Later on Hortense would have an affair with Louis I of Monaco (yes, a Grimaldi whose descendant married Grace Kelly) and so on and so on. She lived out the rest of her years in England under the protection of subsequent monarchs and engaging in the profligate lifestyle to which she had become accustomed, until her death in 1699.But as the saying goes, there is no rest for the wicked and upon her death, hubby from hell reappeared and had her body exhumed so that he could take it back to France. So that she could be given a proper burial? Noooo…..boys and girls. So that he could keep the decomposing corpse by his side as he traveled through France. Yep, until royal decree demanded that he finally bury her.
Some relationships are hard to shake but this is ridiculous!
The rest of the “Mazarinettes” lived flamboyant lifestyles and also caused scandal throughout the courts of Europe. But their antics paled in comparison to those of Hortense and Marie. Thanks to their Uncle’s machinations and the sizable dowries he bequethed, the girls were able to secure some good catches. Their husband’s names reads like a history book of who’s who in the 17cc. I focused mainly on the two Mancini sisters because their lives were so unbelievable. Being that this is a costume blog, I also wanted to focus one the court costumes of Hortense. Since she was the one with the high profile lifestyle, she became a bit of a Fashion Plate and this sensibility was obviously reflected in her style of dressing as shown in the pictures posted here.

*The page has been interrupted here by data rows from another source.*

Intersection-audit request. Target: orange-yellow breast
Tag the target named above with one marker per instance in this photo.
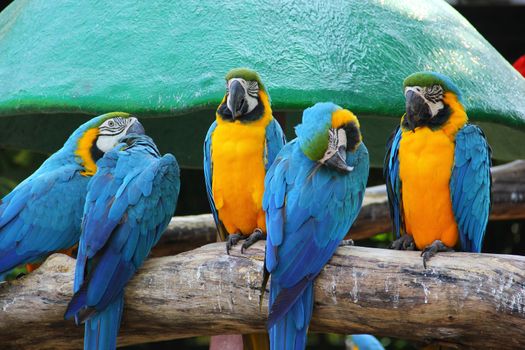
(237, 154)
(426, 159)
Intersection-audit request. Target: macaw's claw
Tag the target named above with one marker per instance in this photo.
(256, 235)
(346, 243)
(405, 242)
(432, 249)
(231, 241)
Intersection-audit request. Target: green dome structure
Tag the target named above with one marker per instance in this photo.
(64, 61)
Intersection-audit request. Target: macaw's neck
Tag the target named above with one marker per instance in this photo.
(87, 152)
(452, 118)
(261, 111)
(458, 117)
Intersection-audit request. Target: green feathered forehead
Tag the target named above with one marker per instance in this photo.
(426, 79)
(246, 74)
(97, 121)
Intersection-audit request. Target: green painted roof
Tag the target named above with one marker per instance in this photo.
(61, 61)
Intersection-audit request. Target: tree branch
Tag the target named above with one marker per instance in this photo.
(508, 202)
(467, 300)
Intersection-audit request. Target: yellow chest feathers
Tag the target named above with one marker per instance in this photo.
(238, 174)
(426, 159)
(425, 163)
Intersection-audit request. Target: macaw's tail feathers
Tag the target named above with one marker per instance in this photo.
(289, 332)
(102, 329)
(78, 309)
(284, 300)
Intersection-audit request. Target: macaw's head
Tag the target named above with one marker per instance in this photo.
(327, 133)
(430, 100)
(246, 98)
(100, 135)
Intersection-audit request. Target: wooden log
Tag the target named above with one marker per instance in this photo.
(508, 203)
(464, 300)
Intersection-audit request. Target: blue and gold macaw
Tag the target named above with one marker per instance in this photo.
(365, 342)
(129, 203)
(239, 148)
(314, 191)
(437, 171)
(43, 213)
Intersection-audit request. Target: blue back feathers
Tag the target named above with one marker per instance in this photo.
(470, 184)
(309, 209)
(129, 203)
(43, 213)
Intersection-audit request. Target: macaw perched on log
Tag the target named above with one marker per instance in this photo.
(239, 148)
(43, 213)
(437, 171)
(129, 203)
(314, 191)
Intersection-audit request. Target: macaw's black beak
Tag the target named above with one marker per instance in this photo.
(417, 109)
(136, 128)
(338, 161)
(236, 102)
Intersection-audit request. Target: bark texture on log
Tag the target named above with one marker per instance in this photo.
(508, 202)
(465, 300)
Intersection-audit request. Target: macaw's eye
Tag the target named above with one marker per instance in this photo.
(253, 88)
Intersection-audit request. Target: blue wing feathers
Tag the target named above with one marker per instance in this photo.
(470, 186)
(393, 182)
(42, 214)
(129, 203)
(309, 211)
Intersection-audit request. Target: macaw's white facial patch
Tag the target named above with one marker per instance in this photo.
(111, 131)
(432, 95)
(250, 94)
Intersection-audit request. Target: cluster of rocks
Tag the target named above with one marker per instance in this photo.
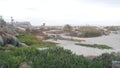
(8, 34)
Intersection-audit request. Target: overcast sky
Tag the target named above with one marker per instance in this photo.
(61, 12)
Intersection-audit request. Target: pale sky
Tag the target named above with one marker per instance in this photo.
(61, 12)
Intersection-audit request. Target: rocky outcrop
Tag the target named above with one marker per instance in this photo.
(8, 39)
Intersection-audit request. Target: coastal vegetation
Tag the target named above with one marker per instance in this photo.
(99, 46)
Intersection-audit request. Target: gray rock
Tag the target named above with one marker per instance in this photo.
(22, 45)
(1, 41)
(24, 65)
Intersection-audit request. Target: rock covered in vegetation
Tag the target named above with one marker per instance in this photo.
(6, 39)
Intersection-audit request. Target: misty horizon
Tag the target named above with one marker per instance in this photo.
(61, 12)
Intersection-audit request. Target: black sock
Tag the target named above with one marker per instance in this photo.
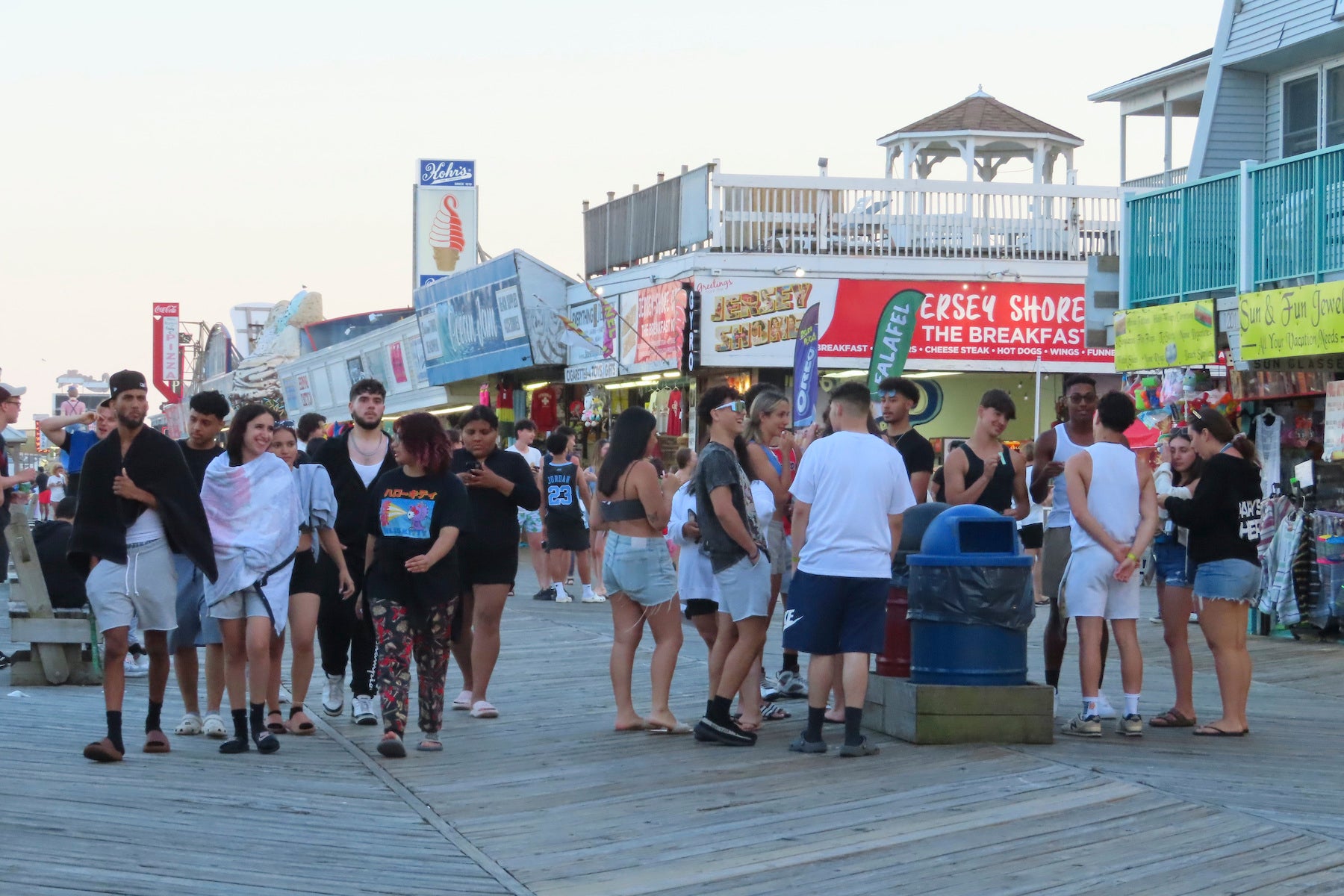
(853, 722)
(816, 719)
(114, 729)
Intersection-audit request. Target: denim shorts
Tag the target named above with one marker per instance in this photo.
(1169, 561)
(640, 568)
(1228, 581)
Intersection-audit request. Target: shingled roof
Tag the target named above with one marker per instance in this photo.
(981, 113)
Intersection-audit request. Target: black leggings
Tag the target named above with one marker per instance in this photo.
(339, 632)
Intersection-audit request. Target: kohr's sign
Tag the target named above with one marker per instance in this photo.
(443, 172)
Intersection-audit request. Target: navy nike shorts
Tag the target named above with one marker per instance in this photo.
(831, 615)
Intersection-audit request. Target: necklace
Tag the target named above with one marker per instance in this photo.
(369, 455)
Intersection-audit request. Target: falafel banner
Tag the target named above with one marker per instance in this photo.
(1179, 335)
(1285, 323)
(754, 321)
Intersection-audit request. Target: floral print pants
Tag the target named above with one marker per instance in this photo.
(399, 640)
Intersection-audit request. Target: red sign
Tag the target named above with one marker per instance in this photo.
(660, 317)
(167, 374)
(1001, 321)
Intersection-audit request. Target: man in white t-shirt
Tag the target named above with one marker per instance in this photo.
(530, 521)
(848, 499)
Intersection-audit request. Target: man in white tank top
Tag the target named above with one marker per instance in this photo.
(1115, 517)
(1054, 448)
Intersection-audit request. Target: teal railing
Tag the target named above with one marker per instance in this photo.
(1298, 207)
(1183, 240)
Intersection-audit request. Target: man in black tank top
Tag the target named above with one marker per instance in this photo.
(984, 470)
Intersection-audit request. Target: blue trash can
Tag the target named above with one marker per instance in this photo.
(971, 601)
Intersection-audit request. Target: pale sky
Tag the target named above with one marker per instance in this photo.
(226, 153)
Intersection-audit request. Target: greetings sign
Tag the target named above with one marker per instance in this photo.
(992, 327)
(167, 373)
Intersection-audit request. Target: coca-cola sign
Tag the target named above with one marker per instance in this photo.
(443, 172)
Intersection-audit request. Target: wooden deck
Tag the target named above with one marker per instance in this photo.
(547, 800)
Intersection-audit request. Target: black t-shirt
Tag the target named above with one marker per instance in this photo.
(494, 514)
(405, 517)
(199, 460)
(915, 450)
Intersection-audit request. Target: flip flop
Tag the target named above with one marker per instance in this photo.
(156, 742)
(1210, 731)
(1171, 719)
(679, 729)
(102, 751)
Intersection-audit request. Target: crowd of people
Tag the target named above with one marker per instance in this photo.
(399, 546)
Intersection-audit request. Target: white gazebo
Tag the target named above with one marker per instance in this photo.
(983, 134)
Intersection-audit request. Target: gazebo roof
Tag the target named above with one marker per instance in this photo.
(981, 114)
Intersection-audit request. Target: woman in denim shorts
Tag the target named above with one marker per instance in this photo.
(633, 507)
(1223, 519)
(1176, 477)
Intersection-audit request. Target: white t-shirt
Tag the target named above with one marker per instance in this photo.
(853, 481)
(531, 455)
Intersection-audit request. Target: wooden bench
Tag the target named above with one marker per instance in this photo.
(63, 641)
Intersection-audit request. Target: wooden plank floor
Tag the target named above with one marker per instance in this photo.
(547, 800)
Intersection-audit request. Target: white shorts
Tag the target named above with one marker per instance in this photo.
(1092, 590)
(141, 591)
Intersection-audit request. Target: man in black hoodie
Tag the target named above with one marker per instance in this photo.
(354, 460)
(137, 507)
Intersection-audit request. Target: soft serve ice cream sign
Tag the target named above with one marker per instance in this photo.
(445, 218)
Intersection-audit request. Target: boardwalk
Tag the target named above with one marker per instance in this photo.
(546, 800)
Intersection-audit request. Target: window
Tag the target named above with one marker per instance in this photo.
(1300, 116)
(1335, 107)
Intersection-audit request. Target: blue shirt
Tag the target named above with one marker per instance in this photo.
(78, 445)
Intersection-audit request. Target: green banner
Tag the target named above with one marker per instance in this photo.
(892, 340)
(1180, 335)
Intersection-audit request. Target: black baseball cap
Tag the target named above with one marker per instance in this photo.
(125, 381)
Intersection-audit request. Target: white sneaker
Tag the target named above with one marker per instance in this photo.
(214, 726)
(334, 695)
(363, 711)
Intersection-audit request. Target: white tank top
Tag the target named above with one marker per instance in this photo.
(1065, 448)
(1113, 494)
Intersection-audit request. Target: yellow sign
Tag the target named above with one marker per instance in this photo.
(1283, 323)
(1177, 335)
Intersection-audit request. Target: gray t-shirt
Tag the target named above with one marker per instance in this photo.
(718, 467)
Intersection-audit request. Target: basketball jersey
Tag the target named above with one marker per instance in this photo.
(562, 492)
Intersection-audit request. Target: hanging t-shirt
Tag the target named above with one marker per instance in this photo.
(1268, 440)
(675, 408)
(406, 514)
(544, 408)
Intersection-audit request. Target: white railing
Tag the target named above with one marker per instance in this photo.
(1166, 179)
(922, 218)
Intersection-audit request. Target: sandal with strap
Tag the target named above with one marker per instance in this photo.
(1171, 719)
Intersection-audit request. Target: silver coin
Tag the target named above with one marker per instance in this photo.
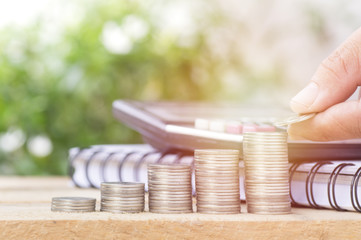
(294, 119)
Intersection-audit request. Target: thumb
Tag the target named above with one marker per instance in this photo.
(339, 122)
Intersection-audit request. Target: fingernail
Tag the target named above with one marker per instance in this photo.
(304, 99)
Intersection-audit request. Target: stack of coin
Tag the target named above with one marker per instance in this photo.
(122, 197)
(73, 204)
(217, 181)
(170, 188)
(265, 156)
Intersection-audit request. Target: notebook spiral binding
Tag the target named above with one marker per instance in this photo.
(331, 183)
(120, 157)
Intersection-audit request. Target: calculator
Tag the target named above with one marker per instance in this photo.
(186, 126)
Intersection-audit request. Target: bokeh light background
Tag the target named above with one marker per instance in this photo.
(63, 62)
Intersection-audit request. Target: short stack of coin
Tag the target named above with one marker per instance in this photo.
(122, 197)
(265, 156)
(73, 204)
(217, 181)
(170, 188)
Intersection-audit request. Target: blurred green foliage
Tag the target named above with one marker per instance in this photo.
(60, 73)
(61, 85)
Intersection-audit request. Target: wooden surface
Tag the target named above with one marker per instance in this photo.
(25, 214)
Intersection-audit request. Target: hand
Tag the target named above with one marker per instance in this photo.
(335, 80)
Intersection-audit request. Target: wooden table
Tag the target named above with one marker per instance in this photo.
(25, 214)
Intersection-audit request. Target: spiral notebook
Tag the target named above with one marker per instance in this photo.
(322, 184)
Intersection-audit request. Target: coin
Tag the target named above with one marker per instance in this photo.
(217, 181)
(122, 197)
(266, 172)
(73, 204)
(170, 188)
(294, 119)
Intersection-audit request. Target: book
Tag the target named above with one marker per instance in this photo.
(320, 184)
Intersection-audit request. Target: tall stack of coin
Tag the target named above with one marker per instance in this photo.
(265, 156)
(217, 181)
(73, 204)
(170, 188)
(122, 197)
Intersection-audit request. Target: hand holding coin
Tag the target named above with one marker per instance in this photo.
(336, 79)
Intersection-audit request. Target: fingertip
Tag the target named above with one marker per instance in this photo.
(302, 102)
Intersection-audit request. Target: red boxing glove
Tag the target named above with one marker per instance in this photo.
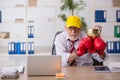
(99, 45)
(84, 45)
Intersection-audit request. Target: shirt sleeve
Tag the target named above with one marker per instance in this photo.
(62, 50)
(97, 57)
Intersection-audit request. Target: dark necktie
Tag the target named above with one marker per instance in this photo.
(72, 49)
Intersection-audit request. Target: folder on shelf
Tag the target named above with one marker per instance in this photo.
(0, 16)
(116, 3)
(19, 20)
(32, 2)
(4, 35)
(118, 15)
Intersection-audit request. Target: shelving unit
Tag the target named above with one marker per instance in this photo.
(17, 16)
(110, 16)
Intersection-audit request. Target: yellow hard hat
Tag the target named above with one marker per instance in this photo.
(73, 21)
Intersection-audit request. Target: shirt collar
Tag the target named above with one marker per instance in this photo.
(67, 37)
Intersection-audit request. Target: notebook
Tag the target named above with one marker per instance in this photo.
(43, 65)
(101, 69)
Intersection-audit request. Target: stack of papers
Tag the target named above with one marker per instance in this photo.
(114, 66)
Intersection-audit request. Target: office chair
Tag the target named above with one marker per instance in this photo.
(95, 62)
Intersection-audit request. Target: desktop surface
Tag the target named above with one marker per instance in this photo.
(71, 73)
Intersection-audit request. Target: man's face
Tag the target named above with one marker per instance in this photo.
(73, 32)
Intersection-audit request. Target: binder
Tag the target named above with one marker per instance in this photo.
(30, 31)
(117, 15)
(0, 16)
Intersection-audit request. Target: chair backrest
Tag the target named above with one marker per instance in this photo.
(95, 62)
(53, 47)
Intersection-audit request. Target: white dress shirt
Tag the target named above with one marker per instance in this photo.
(62, 45)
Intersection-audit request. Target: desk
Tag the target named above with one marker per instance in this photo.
(72, 73)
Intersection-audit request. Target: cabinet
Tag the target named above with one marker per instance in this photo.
(17, 15)
(110, 19)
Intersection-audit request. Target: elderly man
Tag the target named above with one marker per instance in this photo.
(73, 45)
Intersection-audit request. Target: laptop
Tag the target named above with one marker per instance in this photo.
(43, 65)
(101, 69)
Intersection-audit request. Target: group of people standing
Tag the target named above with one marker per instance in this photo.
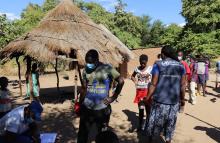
(160, 92)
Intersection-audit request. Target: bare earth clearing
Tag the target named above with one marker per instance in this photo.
(199, 123)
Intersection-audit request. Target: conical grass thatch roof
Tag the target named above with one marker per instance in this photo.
(64, 28)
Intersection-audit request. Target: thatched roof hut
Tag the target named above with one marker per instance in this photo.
(64, 29)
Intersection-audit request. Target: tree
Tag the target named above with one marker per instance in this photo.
(49, 4)
(201, 33)
(171, 34)
(156, 31)
(202, 15)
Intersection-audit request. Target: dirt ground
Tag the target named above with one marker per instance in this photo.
(199, 123)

The Early Baroque/Restoration period was a transitional one in every sense of the word. Almost every costume conceit imaginable was represented on the style of dress. And you can see the transitory nature of this period in the different styles of dress worn by Hortense. In her earlier portraits you can see here trussed up in ribbons from the late Italian Renaissance and from there she goes to exposing a nipple which was a typical conceit of the French Mannerist painting style. In Louis’ court you see her in a very elaborate riding gear ready to engage in ‘La Chase’ with the Sun King. Finally there are the later ’swooning gowns’ of the Restoration court of Charles II. These dresses gave the wearer a ‘disheveled’ appearance with the bodice pulled down to almost exposing a nipple. Yes, these gowns were engineered to fall right off the body at a moments notice in order to facilitate an intimate trust with his majesty whoever he or she may be.